段階ｄ）で、出発有機化合物、過ヨウ素酸塩、及び任意の硫化物を含むｐＨ調整した水溶液を、３５℃から８０℃の水浴中または他の恒温加熱装置内に３０分から１００時間置く。または、水溶液自体を３０分から１００時間、３５℃から８０℃の一定温度に保ってもよい。温度と時間は５０℃で３０分間が好ましい。
前述の時間経過後、段階ｄ）から得た溶液に特定の無機化合物を添加する。ホウ酸、及びホウ素、カルシウムなどのアルカリ土類金属、並びに鉄などの遷移金属を含む塩が好ましい。このような塩はさらに、フェノールポリマー構造、その安定性、及び生物活性に貢献する。硫酸カルシウム２水和物などのアルカリ土類金属塩及び硫酸第１鉄７水和物などの遷移金属塩と同じく、ホウ酸またはホウ酸ナトリウムなどのホウ素含有ホウ酸塩が特に好ましい。

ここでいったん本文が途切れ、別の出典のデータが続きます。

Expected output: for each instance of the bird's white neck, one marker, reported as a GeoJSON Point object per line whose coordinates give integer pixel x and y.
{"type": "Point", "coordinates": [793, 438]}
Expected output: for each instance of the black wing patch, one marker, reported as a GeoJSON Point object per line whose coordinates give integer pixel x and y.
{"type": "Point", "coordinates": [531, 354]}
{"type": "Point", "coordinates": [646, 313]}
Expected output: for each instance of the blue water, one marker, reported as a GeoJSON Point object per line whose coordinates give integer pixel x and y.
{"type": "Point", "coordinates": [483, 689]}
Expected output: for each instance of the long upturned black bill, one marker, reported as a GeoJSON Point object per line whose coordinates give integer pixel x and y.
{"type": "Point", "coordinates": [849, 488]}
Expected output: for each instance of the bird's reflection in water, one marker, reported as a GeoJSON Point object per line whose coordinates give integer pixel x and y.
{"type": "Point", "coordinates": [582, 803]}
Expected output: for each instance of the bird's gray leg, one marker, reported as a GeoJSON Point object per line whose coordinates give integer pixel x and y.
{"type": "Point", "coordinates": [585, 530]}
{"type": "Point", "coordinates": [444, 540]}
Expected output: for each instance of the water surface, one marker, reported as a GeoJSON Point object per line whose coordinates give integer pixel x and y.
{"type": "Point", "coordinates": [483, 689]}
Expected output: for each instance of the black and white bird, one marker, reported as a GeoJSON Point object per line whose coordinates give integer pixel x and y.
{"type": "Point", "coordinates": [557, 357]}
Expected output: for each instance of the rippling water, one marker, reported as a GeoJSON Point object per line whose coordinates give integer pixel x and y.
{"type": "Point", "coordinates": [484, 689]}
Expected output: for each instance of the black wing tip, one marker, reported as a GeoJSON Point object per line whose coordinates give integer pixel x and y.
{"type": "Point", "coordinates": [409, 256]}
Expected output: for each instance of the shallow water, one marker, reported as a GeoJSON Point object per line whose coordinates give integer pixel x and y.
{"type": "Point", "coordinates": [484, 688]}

用いるそれぞれの塩の濃度は通常、１つまたは複数の出発有機化合物の０．１モル％から２０モル％の間である。１つまたは複数の出発有機化合物モル濃度の０．２％から１０％までのモル濃度の塩を用いることが好ましい。１つまたは複数の出発有機化合物モル濃度の０．２％から２％までのモル濃度の塩を用いることが最も好ましい。用いる正確な濃度は、従来の合成収率を最適化する方法により決めることができる。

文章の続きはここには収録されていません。